Puede que me meta en un huerto, tratando un tema asaz espinoso como el de la financiación de las Comunidades Autónomas, del que, dadas las incendiarias soflamas que venimos leyendo y escuchando en estos últimos tiempos, bien pudiéramos estar hartos, cuando no radicalizados hasta las entrañas, pero ¿quién dijo miedo?
Y lo voy a abordar -permitidme la osadía- reclamando “organización”, como hacía aquel participante desesperado de una fiesta de excesos en el famoso chiste (por pudor no lo voy a reproducir, así que quien no lo conozca que pregunte a sus “mayores”). Para ello, aunque pueda parecer simplista -y quizá lo sea pues no me duelen prendas por reconocerlo-, voy a comenzar por el principio.
El mayor consenso de la transición, a mi juicio, fue el llamado régimen autonómico. Como proclama el art. 2 de la Constitución, en España, además de la unidad de la Nación, se reconoce y garantiza “el derecho a la autonomía de las nacionalidades y regiones que la integran y la solidaridad entre todas ellas”.

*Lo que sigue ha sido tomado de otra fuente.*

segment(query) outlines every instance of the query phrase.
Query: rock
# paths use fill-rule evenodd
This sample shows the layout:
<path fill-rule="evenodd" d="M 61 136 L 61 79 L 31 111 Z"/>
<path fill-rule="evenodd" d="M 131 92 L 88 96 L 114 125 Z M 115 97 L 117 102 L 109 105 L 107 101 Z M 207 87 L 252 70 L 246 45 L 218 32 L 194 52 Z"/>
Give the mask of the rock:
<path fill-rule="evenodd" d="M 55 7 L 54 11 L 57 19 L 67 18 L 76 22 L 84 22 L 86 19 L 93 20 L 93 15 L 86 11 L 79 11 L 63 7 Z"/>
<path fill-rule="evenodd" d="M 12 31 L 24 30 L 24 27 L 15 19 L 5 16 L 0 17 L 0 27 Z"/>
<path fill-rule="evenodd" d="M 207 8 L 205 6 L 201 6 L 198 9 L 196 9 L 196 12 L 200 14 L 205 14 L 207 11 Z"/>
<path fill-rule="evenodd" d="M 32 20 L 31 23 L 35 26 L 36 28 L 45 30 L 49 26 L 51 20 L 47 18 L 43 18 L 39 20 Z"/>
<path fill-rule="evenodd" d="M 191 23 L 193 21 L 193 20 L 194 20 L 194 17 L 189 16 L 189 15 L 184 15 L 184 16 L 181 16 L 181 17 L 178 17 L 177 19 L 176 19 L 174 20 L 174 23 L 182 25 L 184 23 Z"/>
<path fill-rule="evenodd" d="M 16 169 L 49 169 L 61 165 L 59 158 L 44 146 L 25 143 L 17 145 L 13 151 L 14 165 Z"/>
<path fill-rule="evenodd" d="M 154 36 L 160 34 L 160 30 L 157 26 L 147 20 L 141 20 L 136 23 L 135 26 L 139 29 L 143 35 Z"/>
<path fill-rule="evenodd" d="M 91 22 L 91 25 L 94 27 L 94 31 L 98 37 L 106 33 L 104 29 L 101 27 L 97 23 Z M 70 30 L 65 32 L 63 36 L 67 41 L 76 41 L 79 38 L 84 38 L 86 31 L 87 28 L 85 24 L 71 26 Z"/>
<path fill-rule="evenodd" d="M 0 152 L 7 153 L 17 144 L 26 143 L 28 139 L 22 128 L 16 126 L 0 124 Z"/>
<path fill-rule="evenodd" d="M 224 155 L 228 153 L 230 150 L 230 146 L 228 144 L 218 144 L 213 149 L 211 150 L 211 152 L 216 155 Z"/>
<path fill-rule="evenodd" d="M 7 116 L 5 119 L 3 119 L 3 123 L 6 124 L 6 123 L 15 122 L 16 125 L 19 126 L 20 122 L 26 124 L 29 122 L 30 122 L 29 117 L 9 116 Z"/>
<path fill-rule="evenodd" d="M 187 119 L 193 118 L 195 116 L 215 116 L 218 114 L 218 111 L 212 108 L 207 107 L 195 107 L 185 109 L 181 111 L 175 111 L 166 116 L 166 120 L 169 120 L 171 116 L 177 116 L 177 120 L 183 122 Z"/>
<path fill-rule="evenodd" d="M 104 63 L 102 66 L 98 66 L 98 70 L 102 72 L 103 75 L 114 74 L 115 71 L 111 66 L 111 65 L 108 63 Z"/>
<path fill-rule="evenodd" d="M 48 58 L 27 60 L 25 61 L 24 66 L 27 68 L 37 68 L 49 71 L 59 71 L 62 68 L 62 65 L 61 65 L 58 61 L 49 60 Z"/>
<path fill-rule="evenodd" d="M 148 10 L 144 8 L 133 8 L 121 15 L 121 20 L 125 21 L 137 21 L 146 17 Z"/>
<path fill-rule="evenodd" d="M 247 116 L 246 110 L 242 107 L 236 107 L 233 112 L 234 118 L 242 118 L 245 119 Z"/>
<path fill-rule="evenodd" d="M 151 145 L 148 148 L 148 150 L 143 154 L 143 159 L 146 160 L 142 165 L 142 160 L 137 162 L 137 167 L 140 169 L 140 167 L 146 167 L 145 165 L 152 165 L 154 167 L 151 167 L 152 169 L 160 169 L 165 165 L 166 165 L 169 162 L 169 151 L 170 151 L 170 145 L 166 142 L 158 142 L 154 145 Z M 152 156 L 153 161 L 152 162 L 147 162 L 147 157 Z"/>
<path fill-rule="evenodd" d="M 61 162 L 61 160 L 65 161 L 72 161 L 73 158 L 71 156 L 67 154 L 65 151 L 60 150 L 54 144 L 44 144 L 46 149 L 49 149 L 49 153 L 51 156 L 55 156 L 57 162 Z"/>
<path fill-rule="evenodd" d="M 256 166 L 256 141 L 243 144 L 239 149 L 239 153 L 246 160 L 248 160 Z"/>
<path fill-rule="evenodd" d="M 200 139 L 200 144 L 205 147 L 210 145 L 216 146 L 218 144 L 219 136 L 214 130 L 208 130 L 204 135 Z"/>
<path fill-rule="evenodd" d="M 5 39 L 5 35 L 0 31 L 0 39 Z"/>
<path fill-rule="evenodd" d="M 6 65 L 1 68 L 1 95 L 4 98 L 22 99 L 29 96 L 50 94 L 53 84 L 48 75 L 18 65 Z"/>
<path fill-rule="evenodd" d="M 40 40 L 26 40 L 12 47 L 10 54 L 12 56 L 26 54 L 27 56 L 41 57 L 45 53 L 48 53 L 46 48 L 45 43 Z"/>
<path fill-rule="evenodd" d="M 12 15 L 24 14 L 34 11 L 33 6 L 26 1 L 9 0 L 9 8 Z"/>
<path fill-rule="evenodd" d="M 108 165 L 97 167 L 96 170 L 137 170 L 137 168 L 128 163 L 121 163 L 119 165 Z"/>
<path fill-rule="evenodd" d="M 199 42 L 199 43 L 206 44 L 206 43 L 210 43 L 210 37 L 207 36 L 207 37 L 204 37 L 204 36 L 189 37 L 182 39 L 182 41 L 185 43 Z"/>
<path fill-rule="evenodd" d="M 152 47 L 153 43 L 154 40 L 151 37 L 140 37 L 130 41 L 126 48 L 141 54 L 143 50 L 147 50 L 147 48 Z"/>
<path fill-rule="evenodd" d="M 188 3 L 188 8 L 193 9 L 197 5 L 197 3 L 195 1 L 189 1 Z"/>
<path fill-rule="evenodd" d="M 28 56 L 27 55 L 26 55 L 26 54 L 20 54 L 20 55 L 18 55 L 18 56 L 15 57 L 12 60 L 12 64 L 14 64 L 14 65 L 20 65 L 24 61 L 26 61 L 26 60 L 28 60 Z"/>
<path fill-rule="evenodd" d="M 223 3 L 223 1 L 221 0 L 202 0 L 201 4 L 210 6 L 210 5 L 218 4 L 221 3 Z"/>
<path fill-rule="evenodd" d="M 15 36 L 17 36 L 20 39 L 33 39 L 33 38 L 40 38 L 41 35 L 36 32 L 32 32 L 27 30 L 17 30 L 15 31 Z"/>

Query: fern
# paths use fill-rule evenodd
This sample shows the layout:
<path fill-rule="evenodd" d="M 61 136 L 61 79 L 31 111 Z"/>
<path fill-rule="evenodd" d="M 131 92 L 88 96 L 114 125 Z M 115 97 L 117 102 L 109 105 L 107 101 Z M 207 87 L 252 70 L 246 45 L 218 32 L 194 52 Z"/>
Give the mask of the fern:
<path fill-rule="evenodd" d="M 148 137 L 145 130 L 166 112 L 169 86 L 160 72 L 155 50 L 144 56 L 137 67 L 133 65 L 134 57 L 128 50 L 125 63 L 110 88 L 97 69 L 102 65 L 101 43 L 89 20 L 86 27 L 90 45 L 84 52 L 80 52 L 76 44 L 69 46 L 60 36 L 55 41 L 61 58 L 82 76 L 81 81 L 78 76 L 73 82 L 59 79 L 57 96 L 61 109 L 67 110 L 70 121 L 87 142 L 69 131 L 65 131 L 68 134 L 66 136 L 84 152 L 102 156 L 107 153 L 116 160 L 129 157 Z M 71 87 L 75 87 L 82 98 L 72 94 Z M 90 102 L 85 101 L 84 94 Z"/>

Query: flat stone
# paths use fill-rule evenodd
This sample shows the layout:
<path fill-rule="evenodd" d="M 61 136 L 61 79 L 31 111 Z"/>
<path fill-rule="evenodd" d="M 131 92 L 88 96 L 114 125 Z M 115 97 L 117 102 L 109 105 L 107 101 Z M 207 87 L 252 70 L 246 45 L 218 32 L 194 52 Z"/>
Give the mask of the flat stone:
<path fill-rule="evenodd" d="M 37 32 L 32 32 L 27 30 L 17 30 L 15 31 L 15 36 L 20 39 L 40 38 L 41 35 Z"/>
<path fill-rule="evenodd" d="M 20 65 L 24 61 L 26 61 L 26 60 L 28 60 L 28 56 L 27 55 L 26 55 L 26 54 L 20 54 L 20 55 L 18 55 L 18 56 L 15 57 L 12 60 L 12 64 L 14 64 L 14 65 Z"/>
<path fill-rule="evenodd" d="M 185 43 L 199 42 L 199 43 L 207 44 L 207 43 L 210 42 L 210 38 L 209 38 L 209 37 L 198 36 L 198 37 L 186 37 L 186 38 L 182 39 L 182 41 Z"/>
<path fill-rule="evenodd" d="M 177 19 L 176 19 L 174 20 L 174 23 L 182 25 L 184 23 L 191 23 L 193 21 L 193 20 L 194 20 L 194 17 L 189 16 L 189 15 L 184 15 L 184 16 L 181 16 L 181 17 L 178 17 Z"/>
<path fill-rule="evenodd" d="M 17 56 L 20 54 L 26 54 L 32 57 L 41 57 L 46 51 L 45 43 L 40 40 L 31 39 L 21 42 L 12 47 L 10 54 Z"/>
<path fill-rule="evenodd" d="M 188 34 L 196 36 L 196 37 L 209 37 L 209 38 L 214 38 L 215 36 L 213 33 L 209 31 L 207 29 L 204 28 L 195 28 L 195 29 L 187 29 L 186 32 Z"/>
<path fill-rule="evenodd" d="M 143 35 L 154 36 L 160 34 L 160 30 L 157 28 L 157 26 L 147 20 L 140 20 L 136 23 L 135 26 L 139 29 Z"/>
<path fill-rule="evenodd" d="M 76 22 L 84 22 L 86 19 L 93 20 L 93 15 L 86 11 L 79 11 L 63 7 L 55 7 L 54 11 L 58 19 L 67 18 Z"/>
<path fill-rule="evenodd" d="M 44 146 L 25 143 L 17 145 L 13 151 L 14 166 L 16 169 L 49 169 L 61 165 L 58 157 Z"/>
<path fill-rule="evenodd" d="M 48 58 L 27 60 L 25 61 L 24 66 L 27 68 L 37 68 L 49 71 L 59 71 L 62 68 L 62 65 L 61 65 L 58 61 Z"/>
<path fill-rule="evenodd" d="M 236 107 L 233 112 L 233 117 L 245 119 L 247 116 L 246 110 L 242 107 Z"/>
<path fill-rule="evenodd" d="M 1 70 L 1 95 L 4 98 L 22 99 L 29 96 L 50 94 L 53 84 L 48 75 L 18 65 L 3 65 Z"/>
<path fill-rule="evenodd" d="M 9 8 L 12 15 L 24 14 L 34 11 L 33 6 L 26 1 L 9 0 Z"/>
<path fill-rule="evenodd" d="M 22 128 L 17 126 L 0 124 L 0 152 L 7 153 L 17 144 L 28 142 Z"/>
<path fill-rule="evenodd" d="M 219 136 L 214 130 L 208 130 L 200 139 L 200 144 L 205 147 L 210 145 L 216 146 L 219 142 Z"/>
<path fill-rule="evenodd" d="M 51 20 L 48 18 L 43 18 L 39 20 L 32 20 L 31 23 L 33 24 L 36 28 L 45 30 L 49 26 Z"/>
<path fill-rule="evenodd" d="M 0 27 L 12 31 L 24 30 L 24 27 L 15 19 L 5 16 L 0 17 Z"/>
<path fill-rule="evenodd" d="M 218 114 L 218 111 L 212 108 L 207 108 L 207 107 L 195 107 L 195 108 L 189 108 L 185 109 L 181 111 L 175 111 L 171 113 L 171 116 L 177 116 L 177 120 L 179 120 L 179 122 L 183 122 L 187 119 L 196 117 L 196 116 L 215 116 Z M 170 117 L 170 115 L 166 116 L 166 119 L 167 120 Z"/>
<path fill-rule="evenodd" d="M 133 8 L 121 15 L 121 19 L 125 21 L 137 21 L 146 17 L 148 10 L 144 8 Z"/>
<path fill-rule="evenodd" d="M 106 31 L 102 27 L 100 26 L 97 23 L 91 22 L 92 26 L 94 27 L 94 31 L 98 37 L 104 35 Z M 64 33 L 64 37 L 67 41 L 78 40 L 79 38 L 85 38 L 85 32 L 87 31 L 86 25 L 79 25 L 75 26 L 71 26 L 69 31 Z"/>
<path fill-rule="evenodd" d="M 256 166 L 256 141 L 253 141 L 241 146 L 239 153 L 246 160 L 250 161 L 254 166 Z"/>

Ahora bien, el que las distintas autonomías tengan que ser solidarias entre sí, no quiere decir que sean iguales pues, ya nos dijo el Tribunal Constitucional, en la trascendental sentencia de su Pleno, nº 76/1983, de 5 de agosto, que destrozó el Proyecto de Ley Orgánica de Armonización del Proceso Autonómico -la famosa, en su momento, LOAPA, como los mayores espero que recuerden-: “carece de base constitucional la pretendida igualdad de derechos de las CCAA”.
De lo anterior cabe deducir, aunque chirríe así leído, que los ciudadanos residentes en esas Comunidades Autónomas desiguales -cada uno en la suya- pudieran no ser iguales en la prestación de los servicios públicos, pues la Constitución -art. 158.1- lo que garantiza es un “nivel mínimo” de los fundamentales en todo el territorio nacional, ya que el equilibrio con las zonas que lo superen se debe conseguir con criterios de equidad -art. 31.1-, buscando una distribución de la renta regional y personal más equitativa -arts. 31.2 y 40.1-, garantizando, en definitiva, la realización efectiva del principio de solidaridad, sin privilegios económicos o sociales -arts. 2 y 138.1-.
Donde rige la igualdad, por imperativo constitucional -art. 31.1-, es en el sistema tributario -en los impuestos, para entendernos-, a lo que no se opone la progresividad -el que más gana, más paga, de forma exponencial- que, en principio, aunque con sus matices, es igualitaria para todos los españoles, residan donde residan.
Iguales para pagar y desiguales, por encima del mínimo, para recibir, podría ser la conclusión simplista, si no fuera por la antes mencionada “solidaridad”, lo que, mucho me temo, se está tergiversando de tal forma que se exige la igualdad en el reparto de lo recaudado entre Comunidades, y se “aplaude” la desigualdad, vía rebajas fiscales en alguna de ellas -a la que no voy a mencionar para no meterme en el charco de la política-, en la contribución a la recaudación.
Es obvio que el sistema fiscal, con su progresividad, puede ser criticable, al igual que los distintos sistemas de financiación autonómica -cupos, reparto por población o por necesidades, etc-, también lo pueden ser, máxime cuando aquel no sea “igualitario”, y este no lo sea “solidario”, pero no al revés, pues la Constitución Española, repito en mi simplismo, lo que realmente impone es la igualdad progresiva a la hora de contribuir con nuestros impuestos, y la solidaridad, por encima del umbral del mínimo, cuando toca recibir servicios públicos.
Y al que no le guste que intente cambiarla, pero que no vayan por ahí, los unos, con su egoísmo nacionalista, y los otros, bajo la autotitulación de constitucionalistas, diciéndonos que nuestra Carta Magna dice lo que no dice, ya que, de este modo lo consensuamos como pueblo soberano en los apasionantes tiempos de la transición -al menos así, como “mayor”, lo recuerdo-, España se configuró en un proyecto de vida en común de los españoles, “juntos” -sin duda- “pero no revueltos”.